The loneliness of the long-distance pundit
Did you miss this ad?
Of course you never saw this. The public’s short attention span dooms any program that just looks at the long-term consequences of today’s news events.
I can hear it now. “This evening our correspondent is standing by in Texas with today’s aquifer level readings. We have a special report on this month’s health insurance rate increases. Our panel discusses the latest international math scores. And there’s breaking news about new adjustments to Saudi oil reserves.
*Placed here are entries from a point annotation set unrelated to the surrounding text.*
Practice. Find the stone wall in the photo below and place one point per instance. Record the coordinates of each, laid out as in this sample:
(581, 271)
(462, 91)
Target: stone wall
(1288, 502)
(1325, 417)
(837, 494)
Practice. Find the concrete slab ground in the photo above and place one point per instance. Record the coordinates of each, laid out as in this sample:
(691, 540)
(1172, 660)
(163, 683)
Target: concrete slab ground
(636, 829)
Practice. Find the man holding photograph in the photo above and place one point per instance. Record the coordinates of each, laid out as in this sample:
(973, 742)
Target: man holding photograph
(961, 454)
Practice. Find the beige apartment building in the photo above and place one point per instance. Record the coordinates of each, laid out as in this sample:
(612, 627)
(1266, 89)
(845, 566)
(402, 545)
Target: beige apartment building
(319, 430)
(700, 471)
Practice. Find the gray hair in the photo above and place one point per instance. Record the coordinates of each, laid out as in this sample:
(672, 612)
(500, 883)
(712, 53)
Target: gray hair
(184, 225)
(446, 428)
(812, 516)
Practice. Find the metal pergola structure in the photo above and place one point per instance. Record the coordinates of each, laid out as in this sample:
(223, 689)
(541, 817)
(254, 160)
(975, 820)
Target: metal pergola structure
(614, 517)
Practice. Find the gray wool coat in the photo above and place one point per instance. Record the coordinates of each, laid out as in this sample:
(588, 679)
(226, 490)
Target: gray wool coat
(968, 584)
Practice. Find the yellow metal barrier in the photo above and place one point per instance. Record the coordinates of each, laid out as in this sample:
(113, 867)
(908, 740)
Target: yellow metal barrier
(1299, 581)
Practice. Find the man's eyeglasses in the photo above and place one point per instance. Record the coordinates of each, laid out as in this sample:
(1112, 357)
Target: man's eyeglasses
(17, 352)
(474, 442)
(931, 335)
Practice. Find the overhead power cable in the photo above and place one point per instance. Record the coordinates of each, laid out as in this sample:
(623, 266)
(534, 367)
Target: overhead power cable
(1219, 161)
Stay with us for all this and more.”
But if some day Americans’ attention span lengthens enough to support a nightly news program on really important but slow, nuanced, and controversial trends, what stories should they follow?
Thomas Friedman might nominate America’s looming military costs in the Middle East. “This fire [civil war in Syria] will rage on and spread, as the acid from the Shiite-Sunni conflict eats away at the bonds holding the Middle East together and standing between this region and chaos.”
Ron Paul would point to the prospects of inflation. “The Federal Reserve is printing money like crazy. The day we have to dread is the day the world loses confidence in the dollar, because that’s when prices will soar, interest rates will go up, and we will be forced into devising another monetary system.”
Professor John Steinbruner of the National Research Council, chartered by Congress, says the effects of climate events in other nations are particularly important from a US national-security perspective. “This is looking to me like very big trouble. Very, very big trouble.”